“曾!”
就在魏延一剑直刺,即将血溅五尺之时,张任说时迟那时快一剑格挡。
“舞剑一人独舞其乐不足,任愿与将军对舞之!”
张任语气阴森,杀气毕露。
“好,请张将军指点!”
魏延什么脾气?小关羽,谁又惧怕谁?
“乒乒乓乓!”
两剑对砍之声, 听来毫无悦耳。反而是让人胆寒,毛发竖立的戾气!
“曾!”
“小将刘封,愿为二位将军助舞!”
“对舞无趣,我等群舞助之,以博诸公一笑!”
见张任魏延你来我往相持不下,双方将领各自提剑做对厮杀起来。偌大的军帐之中, 杀声四起刀剑纷飞。
“舞剑何乐!取我梨花开山斧来!”
老邢慢来数拍不止, 却也反应来过来。说着就要让人抬上斧头, 杀个爽快。
“老邢!退下!”
刘贤见状大惊失色,这憨货,这时候凑个什么热闹!
“住手!都将刀剑退下!”
随着刘贤话音一落,刘备看着场中态势也终于发话来。
刘封魏延等人见刘备发话,只得退出战斗。大将无力垂落,直像落败的公鸡。
“我们兄弟相聚,本是饮酒同乐共叙亲情!非是鸿门宴,谁让尔等在这舞刀弄剑的!”
刘备看着是真生气了,毕竟手下不听话,换谁也得怒火中烧。
“那个不将刀剑放下,立斩不赦!”
刘备见诸将仍不弃剑,转头看向一旁刘贤。随后勐地将刘贤的宝剑拔出, 一剑斩去桉角。显然,老刘不是说着玩的。

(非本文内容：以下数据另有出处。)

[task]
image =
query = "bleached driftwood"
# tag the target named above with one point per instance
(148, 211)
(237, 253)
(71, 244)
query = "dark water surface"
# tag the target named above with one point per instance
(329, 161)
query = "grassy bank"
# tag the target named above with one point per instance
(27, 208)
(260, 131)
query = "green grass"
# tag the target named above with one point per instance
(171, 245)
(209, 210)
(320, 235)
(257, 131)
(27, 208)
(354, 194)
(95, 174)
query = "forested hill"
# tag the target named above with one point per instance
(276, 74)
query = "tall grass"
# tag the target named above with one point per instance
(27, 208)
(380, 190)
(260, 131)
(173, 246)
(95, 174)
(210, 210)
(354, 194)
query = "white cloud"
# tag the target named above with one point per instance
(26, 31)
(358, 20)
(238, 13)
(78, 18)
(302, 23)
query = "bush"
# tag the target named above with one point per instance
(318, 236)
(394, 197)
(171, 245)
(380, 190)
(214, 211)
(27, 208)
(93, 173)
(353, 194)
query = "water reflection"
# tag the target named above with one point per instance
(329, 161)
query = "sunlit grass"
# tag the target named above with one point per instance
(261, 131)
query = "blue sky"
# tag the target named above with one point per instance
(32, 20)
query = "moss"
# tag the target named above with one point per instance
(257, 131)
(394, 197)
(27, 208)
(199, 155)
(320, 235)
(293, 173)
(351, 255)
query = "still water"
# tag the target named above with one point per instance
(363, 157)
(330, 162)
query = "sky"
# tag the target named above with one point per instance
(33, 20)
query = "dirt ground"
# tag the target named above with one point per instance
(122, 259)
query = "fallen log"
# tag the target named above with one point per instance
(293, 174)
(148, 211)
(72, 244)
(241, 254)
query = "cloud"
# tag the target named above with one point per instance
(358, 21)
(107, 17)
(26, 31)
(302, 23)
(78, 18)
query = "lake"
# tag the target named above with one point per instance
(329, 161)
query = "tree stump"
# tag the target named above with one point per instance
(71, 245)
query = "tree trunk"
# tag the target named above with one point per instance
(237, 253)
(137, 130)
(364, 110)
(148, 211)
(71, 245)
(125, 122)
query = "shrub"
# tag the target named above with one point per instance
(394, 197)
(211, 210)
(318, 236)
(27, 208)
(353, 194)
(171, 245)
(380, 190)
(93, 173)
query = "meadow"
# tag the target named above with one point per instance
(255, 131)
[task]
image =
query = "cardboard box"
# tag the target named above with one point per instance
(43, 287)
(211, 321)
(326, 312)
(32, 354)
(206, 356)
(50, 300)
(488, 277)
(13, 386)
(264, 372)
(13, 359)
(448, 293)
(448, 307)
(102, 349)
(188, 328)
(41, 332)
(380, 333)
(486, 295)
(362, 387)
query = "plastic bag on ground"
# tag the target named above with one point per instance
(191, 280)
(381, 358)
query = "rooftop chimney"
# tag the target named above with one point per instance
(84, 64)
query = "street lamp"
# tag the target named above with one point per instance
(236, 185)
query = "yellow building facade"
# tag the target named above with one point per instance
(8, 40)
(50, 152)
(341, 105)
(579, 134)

“乒乒乓乓......”没人愿意试刘备的宝剑是否锐利,都是将手中兵器往地上一扔。
“张将军,你们还不将剑放下!”刘章见状,也是命令道。
张任等人见对面刘备诸将自卸来武器,也自然不会违背刘章之命。
“我与季玉是同宗骨肉, 如今大汉诸侯中刘家只剩我们。而今同商大事, 诸君不必多疑!”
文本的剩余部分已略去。